Examples¶
Kreuzberg ships runnable end-to-end test suites under e2e/ that double as reference implementations for embedding the library in each supported language. They cover the same extraction surface (PDF, DOCX, images, archives, embeddings, structured extraction) and run against the published bindings, so they show what real client code looks like — including setup, error handling, and config plumbing.
To run any of them, clone the repository and run the corresponding task target. Each suite has both a generation step (which regenerates skeletons from the canonical Rust definitions) and a test step that executes against installed bindings.
Native bindings¶
| Language | Directory | Run with |
|---|---|---|
| Python | e2e/python/ |
task python:e2e:test |
| TypeScript / Node.js | e2e/typescript/ |
task node:e2e:test |
| Rust | e2e/rust/ |
task rust:e2e:test |
| Go | e2e/go/ |
task go:e2e:test |
| Java | e2e/java/ |
task java:e2e:test |
| .NET | e2e/csharp/ |
task csharp:e2e:test |
| Ruby | e2e/ruby/ |
task ruby:e2e:test |
| PHP | e2e/php/ |
task php:e2e:test |
| Elixir | e2e/elixir/ |
task elixir:e2e:test |
| R | e2e/r/ |
task r:e2e:test |
| C | e2e/c/ |
task c:e2e:test |
Each directory contains per-feature spec files (for example pdf.spec.ts, email.spec.ts, structured.spec.ts, embeddings.spec.ts) that you can read top-to-bottom to see how the binding is invoked, what it returns, and how options like force_ocr, chunking, and ContentFilterConfig are wired through.

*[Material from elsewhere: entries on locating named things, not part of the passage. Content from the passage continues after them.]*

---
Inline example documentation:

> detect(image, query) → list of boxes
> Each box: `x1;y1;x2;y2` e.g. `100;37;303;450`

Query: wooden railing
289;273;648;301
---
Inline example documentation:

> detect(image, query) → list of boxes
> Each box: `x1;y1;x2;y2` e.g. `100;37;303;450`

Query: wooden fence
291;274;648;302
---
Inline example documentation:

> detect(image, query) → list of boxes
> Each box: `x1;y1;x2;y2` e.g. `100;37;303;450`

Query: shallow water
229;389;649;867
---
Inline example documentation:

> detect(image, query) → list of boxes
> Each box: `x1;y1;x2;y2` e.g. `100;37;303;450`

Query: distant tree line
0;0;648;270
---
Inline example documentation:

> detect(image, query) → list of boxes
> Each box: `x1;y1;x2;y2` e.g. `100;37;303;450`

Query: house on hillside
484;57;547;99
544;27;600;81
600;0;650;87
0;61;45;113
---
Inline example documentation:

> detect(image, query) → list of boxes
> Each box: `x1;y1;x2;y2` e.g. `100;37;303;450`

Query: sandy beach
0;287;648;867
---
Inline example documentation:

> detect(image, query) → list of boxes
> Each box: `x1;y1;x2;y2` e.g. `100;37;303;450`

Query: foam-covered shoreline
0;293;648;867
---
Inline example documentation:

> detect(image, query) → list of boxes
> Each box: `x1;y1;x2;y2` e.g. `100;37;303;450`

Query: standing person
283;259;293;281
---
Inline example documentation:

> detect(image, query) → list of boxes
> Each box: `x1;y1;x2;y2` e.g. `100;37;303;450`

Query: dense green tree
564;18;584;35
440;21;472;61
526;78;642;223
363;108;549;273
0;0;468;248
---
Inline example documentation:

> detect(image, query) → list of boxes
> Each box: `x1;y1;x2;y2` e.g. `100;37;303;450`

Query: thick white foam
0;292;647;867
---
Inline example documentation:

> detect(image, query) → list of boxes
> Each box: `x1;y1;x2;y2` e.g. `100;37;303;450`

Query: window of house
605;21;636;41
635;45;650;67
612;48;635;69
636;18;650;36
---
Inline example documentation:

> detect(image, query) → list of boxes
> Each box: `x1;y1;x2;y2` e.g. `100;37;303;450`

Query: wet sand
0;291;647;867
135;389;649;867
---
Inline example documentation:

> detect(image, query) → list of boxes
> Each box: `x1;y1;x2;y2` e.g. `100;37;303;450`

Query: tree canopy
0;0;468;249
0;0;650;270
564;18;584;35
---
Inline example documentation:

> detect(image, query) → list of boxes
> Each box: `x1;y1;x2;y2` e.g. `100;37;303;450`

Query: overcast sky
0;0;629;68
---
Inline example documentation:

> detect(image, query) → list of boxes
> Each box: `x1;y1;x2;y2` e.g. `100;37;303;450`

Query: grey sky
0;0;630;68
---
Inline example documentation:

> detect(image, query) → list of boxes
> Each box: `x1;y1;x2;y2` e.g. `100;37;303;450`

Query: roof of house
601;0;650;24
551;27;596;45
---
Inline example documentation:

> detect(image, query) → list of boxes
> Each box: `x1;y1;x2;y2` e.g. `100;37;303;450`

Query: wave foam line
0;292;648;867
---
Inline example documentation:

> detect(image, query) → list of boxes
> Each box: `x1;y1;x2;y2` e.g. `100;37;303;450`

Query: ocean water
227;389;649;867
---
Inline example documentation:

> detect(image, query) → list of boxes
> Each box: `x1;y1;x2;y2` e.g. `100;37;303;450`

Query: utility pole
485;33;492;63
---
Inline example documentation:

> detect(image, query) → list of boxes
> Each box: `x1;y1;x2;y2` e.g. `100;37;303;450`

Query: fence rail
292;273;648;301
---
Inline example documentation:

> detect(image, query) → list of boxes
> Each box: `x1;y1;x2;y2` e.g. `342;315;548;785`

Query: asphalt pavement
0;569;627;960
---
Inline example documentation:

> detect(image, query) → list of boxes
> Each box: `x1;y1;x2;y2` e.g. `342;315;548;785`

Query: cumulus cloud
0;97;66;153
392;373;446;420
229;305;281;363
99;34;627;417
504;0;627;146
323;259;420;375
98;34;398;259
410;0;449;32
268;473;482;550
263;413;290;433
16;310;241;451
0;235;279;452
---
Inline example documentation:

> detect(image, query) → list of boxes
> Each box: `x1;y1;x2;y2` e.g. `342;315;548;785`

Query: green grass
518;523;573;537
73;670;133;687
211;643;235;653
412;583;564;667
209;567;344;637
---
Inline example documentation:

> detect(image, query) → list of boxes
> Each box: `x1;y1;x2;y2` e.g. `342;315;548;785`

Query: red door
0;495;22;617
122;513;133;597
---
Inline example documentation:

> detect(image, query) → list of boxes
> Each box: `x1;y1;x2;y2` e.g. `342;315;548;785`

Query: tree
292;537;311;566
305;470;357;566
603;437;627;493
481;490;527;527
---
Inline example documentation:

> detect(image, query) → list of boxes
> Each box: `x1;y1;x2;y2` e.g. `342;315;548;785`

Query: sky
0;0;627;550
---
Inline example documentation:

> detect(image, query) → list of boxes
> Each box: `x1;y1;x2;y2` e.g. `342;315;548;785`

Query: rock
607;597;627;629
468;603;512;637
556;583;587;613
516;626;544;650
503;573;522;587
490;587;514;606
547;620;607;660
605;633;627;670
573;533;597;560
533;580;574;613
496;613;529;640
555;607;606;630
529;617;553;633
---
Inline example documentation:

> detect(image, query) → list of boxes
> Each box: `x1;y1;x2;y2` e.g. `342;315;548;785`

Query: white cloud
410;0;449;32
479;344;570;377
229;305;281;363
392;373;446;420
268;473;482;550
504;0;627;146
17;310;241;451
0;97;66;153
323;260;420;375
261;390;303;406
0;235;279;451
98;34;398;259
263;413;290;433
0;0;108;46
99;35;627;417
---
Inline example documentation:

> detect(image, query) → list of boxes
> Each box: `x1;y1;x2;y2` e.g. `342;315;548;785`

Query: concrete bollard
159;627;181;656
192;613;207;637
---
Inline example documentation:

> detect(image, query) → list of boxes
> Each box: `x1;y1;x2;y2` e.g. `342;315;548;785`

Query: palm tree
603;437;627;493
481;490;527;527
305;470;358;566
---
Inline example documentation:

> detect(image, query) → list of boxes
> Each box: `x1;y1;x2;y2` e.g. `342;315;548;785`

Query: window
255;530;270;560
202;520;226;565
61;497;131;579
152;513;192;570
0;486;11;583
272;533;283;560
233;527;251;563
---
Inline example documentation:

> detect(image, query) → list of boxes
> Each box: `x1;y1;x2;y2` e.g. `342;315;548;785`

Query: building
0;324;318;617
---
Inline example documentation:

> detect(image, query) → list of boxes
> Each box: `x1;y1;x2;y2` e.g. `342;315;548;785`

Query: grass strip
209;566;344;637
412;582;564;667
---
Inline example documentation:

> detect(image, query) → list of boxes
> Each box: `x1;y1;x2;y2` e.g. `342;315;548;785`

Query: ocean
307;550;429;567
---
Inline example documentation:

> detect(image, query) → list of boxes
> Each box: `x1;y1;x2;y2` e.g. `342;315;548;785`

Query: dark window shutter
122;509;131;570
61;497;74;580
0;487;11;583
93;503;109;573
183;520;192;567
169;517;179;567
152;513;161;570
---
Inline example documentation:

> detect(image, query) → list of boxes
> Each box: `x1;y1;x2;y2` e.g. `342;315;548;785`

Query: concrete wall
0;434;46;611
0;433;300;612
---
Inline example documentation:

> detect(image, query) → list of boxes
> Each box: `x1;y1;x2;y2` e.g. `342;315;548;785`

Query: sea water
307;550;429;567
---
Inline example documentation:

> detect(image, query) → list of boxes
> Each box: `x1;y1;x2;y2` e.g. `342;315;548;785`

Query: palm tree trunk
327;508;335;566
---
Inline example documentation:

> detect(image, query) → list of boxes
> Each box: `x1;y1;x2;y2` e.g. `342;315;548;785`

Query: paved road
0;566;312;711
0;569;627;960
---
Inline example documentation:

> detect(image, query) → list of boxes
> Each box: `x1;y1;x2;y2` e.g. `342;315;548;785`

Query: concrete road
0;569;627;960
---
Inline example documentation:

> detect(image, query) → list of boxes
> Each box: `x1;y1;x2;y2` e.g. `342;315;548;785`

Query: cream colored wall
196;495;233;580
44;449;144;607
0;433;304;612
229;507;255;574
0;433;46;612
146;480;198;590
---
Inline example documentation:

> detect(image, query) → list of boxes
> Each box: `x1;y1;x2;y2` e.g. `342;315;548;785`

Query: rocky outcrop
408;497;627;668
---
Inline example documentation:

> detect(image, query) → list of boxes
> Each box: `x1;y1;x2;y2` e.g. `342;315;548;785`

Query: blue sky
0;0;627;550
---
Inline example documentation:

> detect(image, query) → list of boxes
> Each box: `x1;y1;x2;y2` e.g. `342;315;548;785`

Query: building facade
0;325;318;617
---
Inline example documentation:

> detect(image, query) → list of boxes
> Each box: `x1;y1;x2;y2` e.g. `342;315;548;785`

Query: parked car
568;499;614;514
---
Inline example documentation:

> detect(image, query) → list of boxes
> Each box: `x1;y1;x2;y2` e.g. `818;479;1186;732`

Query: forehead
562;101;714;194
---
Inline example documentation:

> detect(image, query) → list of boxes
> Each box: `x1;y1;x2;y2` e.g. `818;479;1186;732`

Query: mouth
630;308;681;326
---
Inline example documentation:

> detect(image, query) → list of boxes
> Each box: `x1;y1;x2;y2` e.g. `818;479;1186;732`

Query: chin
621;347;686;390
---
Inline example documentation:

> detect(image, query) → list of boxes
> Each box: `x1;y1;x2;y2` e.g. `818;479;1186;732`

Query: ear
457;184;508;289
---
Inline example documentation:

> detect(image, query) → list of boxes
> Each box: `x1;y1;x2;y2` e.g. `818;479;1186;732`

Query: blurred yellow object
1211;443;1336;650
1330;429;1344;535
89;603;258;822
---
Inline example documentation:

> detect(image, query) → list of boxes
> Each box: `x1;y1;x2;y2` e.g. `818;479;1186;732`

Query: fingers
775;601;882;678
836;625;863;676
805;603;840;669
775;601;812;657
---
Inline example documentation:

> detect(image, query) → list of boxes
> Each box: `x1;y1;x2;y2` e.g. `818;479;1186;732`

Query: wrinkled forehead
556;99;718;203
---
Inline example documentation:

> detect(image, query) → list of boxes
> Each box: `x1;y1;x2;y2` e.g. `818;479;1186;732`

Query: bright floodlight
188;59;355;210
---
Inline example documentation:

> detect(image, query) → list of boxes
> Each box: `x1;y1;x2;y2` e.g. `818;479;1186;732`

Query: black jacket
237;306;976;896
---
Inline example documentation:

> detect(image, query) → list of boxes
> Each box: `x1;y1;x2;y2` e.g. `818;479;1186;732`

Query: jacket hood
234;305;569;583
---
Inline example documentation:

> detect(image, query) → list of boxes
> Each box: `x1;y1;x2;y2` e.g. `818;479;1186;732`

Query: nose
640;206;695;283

For language-specific setup requirements (toolchain versions, dependencies), see the Contributing guide.
WebAssembly¶
The committed vitest suite under e2e/wasm/ is the canonical reference for how the WebAssembly build is exercised from JavaScript. Generated variants under e2e/wasm-workers/ and e2e/wasm-deno/ adapt those flows for Cloudflare Workers and Deno; generate them before you browse or run tests there.
| Surface | Directory | Run with |
|---|---|---|
| WASM (Vitest / Node) | e2e/wasm/ |
pnpm test in directory |
| WASM (Cloudflare Workers) | e2e/wasm-workers/ |
task wasm:e2e:workers:test |
| WASM (Deno) | e2e/wasm-deno/ |
task wasm:e2e:deno:test |
Note
e2e/wasm-workers/ and e2e/wasm-deno/ are generated. Run task wasm:e2e:workers:generate or task wasm:e2e:deno:generate first. The canonical, git-tracked specs live in e2e/wasm/.
The spec files in e2e/wasm/ (pdf.spec.ts, office.spec.ts, structured.spec.ts, embeddings.spec.ts, and others) are the best place to read real client code for browser, Workers, and other WASM hosts. See the WebAssembly API reference for the JavaScript surface they call into, and the TypeScript API reference for the equivalent native binding.
Running everything¶
To regenerate and run every language suite at once:
These targets are also what ci.yaml runs in the contributor pipeline, so a passing local run is a good signal that your change is mergeable.